One Step at a Time
As a teenager growing up in Johannesburg, South Africa, Agnes Matlebjane dreamed of one day earning a college education. But for Aggy, as she’s known to friends, the path to achieving that dream wasn’t always so clear. Hailing from the dusty roads of Soweto, the Kean student simply couldn’t afford the tuition. Besides, no one in her family had ever taken that journey.
After graduating from high school, Aggy immediately took a job to help support her family. Even with the additional income, there was little left over to pursue a degree. But all wasn’t for naught. In time, she became quite proficient at counting on – and believing in - herself. “I did what I had to do,” said Aggy. “But I never gave up hope.”
At 26 years old, Aggy finally found the opportunity that she was looking for – and pushed open the door. It was then that she was introduced to Au Pair in America, an organization which teams au pairs throughout the world with host families in the United States. She recently chronicled her experiences serving as an au pair in a book, titled Footsteps: My Life as an Au Pair, published by Xlibris Books.

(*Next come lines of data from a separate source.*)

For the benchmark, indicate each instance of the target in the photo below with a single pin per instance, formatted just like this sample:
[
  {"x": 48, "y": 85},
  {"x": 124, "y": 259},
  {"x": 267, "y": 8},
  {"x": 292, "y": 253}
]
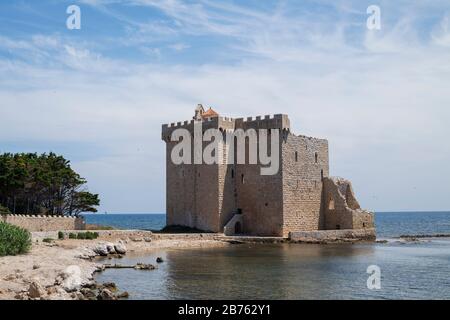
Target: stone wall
[
  {"x": 326, "y": 236},
  {"x": 304, "y": 164},
  {"x": 297, "y": 198},
  {"x": 45, "y": 223},
  {"x": 342, "y": 210}
]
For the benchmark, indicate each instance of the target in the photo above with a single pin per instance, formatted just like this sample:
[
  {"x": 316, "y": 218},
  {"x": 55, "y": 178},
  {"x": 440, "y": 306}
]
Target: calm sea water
[
  {"x": 389, "y": 224},
  {"x": 417, "y": 270}
]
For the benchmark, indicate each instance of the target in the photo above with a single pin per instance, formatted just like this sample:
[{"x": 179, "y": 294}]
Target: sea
[{"x": 396, "y": 269}]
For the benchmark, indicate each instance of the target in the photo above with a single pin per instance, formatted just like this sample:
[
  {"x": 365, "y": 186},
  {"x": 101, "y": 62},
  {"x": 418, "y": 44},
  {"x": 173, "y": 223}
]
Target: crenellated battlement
[{"x": 277, "y": 121}]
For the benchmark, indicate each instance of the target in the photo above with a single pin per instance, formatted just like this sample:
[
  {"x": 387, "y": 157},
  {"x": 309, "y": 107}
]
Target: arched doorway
[{"x": 237, "y": 228}]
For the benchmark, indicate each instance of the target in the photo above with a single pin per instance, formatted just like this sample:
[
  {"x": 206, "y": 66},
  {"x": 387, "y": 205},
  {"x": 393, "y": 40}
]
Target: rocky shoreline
[{"x": 65, "y": 269}]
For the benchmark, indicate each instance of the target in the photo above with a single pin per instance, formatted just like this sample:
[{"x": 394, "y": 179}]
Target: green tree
[{"x": 43, "y": 184}]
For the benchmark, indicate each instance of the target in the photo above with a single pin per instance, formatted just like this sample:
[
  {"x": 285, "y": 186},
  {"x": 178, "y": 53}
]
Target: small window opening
[{"x": 331, "y": 205}]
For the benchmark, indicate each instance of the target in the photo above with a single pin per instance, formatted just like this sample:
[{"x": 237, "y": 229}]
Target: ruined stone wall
[
  {"x": 297, "y": 198},
  {"x": 342, "y": 210},
  {"x": 305, "y": 162},
  {"x": 45, "y": 223}
]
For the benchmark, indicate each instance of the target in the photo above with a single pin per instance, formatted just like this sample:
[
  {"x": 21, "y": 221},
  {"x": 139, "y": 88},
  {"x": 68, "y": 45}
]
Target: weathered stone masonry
[{"x": 236, "y": 198}]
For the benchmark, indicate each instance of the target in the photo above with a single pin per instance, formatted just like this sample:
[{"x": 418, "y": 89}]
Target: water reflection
[{"x": 289, "y": 271}]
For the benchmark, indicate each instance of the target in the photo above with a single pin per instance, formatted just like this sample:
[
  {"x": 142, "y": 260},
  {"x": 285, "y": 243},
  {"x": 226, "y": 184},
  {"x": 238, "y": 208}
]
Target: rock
[
  {"x": 52, "y": 290},
  {"x": 21, "y": 296},
  {"x": 123, "y": 295},
  {"x": 88, "y": 294},
  {"x": 36, "y": 290},
  {"x": 111, "y": 286},
  {"x": 70, "y": 279},
  {"x": 105, "y": 294},
  {"x": 101, "y": 250},
  {"x": 10, "y": 277},
  {"x": 144, "y": 266},
  {"x": 111, "y": 248},
  {"x": 120, "y": 248}
]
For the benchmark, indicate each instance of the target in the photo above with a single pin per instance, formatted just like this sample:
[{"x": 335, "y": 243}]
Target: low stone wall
[
  {"x": 186, "y": 236},
  {"x": 325, "y": 236},
  {"x": 107, "y": 235},
  {"x": 45, "y": 223}
]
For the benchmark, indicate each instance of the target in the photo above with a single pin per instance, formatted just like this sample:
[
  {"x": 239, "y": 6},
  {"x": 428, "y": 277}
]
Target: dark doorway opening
[{"x": 237, "y": 228}]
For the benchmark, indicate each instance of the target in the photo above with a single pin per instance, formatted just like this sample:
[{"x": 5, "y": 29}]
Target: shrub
[
  {"x": 81, "y": 236},
  {"x": 13, "y": 240}
]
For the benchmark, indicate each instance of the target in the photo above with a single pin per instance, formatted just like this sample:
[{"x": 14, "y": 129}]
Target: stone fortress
[{"x": 237, "y": 199}]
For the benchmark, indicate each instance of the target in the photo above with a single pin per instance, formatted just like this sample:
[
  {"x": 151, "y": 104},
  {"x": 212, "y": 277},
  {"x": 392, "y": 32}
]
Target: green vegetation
[
  {"x": 43, "y": 184},
  {"x": 13, "y": 240},
  {"x": 4, "y": 210}
]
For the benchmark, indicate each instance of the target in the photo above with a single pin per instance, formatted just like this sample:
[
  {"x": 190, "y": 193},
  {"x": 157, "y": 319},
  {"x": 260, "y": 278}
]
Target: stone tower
[{"x": 236, "y": 198}]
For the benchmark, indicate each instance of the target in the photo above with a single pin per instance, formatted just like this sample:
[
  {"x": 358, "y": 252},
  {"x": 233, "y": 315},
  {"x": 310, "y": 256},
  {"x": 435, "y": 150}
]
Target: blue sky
[{"x": 100, "y": 94}]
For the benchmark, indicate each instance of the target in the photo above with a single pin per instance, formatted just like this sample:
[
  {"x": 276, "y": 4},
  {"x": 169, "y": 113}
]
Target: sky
[{"x": 99, "y": 95}]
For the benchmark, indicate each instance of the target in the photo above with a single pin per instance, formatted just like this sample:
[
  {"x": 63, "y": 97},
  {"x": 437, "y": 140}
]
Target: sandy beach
[{"x": 64, "y": 269}]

Upon arriving in America, Aggy was welcomed by the Rances family in Maplewood, N.J., entrusted by parents Nancy and John to care for their sons Ethan and Ty. From the outset, the family treated her as one of their own. She recalled being introduced to neighbors and friends not as an au pair or an employee, but simply as “Aggy, a new part of our family.” In time, she grew to be like a sister to the boys, evident in the Zulu names she gave them – calling Ethan “Sipho,” meaning “a gift,” and Ty “Jabulani,” meaning “happiness.”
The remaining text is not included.